Target: ₹9,040
CMP: ₹6,592.25
We initiate coverage on Bajaj Finance with Outperformer rating and a TP of ₹9,040 (5x FY26E P/BVPS) and mark it as a preferred BFSI pick. BAF is India’s largest NBFC with primarily a retail/MSME product suite focussed on mass affluent and above demographics, built on a uniquely successful cross-sell/upsell model.
Riding on increasingly potent omni-channel presence, we expect loan/EPS CAGR (FY23-26E) of 30/26 per cent while maintaining RoEs at 22-23 per cent. Asset strategy will remain key. The shifting household economic pyramid of India convinces us that BAF should deliver high-twenties loan growth till 2030, in-line with its long-term guidance.

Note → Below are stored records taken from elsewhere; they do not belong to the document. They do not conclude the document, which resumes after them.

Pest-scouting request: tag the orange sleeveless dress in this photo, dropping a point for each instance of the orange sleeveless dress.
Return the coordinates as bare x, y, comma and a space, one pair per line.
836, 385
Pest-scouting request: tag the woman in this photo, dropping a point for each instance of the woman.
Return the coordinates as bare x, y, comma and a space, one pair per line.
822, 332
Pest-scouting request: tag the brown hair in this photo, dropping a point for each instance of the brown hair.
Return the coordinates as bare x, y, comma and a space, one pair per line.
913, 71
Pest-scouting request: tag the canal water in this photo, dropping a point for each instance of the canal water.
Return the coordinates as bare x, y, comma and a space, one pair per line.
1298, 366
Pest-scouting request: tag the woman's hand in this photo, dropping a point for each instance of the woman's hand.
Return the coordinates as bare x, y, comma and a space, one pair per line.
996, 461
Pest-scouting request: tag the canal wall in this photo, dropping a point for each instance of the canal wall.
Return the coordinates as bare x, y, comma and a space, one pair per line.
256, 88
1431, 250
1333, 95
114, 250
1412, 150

BAF’s innovative initial business development funnel built from upselling an appropriate subset of its consumer durable financing customers, has now transformed into a full-service credit, payment and distribution play with a ‘phygital’ seamless omni-channel distribution.
High loan growth ensures that BAF could potentially hit its internal dilution threshold leverage by FY26. Our analysis suggests that a 3/5 per cent dilution is potentially a 15/25 per cnt boost to BVPS and ensures that its current trading multiple of 4.4x FY25E P/B is rather attractive in lieu of the accelerated compounding.
Cyclical asset risks remain the key monitorable.